La province du Sud-Kivu, dans l’est de la République démocratique du Congo, connaît une crise humanitaire sans précédent. Depuis le 1er décembre, plus de 500 000 personnes, dont environ 100 000 enfants, ont été contraintes de fuir leurs foyers à cause des combats menés par la rébellion de l’AFC/M23. Les familles se déplacent non seulement à l’intérieur de la province, mais aussi vers les pays voisins, notamment le Burundi et le Rwanda, en quête de sécurité face à l’escalade des violences.
L’occupation de la ville stratégique d’Uvira par l’AFC/M23, avec le soutien présumé du Rwanda, a renforcé l’instabilité dans la région. Selon l’UNICEF, des centaines de civils ont trouvé la mort, et les affrontements ont gravement affecté le système éducatif local, causant la mort de quatre élèves et des blessures à six autres. Plusieurs écoles ont été partiellement ou totalement détruites, accentuant la vulnérabilité des enfants.
L’agence onusienne met en garde contre les risques spécifiques encourus par les mineurs dans ce contexte, notamment la séparation d’avec leur famille, l’exploitation, les violences et la détresse psychologique. Le flux de réfugiés vers le Burundi, évalué à plus de 50 000 personnes entre le 6 et le 11 décembre, dont près de la moitié sont des enfants, illustre l’urgence de la situation. Certains enfants sont arrivés non accompagnés, tandis que d’autres présentent des blessures liées aux combats.

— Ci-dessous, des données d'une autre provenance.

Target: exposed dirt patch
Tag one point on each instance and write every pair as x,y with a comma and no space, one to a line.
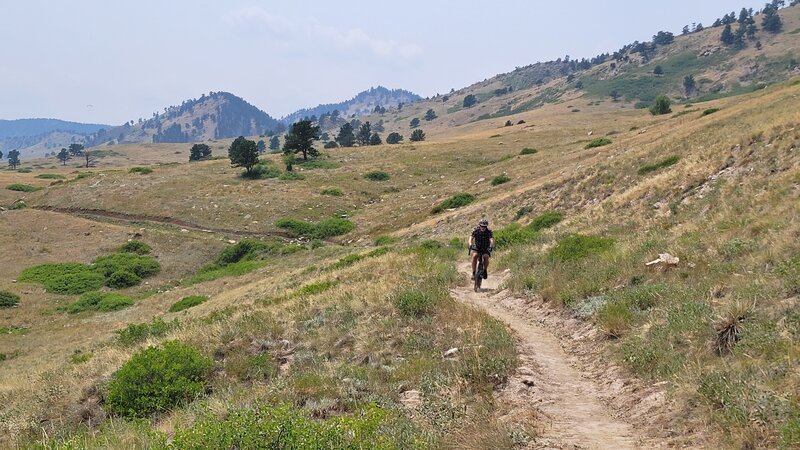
581,400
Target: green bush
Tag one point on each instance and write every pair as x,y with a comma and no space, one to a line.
597,142
376,175
64,278
50,176
8,299
122,279
546,220
514,234
291,176
138,247
98,301
578,246
661,106
326,228
333,227
157,379
22,187
136,333
244,250
187,302
500,179
414,302
333,192
456,201
141,266
659,165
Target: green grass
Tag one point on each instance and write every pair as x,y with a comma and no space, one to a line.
456,201
19,187
333,192
230,270
291,176
672,160
187,302
500,179
64,278
50,176
597,142
136,333
377,175
98,301
325,228
578,246
8,299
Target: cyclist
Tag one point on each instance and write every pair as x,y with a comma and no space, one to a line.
481,243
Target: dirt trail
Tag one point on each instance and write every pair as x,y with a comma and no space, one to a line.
100,214
572,407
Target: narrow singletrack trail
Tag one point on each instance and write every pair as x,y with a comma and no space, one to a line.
569,404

Face à cette catastrophe humanitaire, l’UNICEF intensifie ses efforts avec les autorités congolaises et burundaises, ainsi que ses partenaires internationaux, pour fournir une assistance rapide et adaptée aux enfants affectés. L’organisation insiste sur le principe fondamental que « les enfants ne doivent jamais payer le prix du conflit », appelant à une coordination renforcée pour garantir sécurité, soutien psychologique et aide humanitaire aux populations déplacées.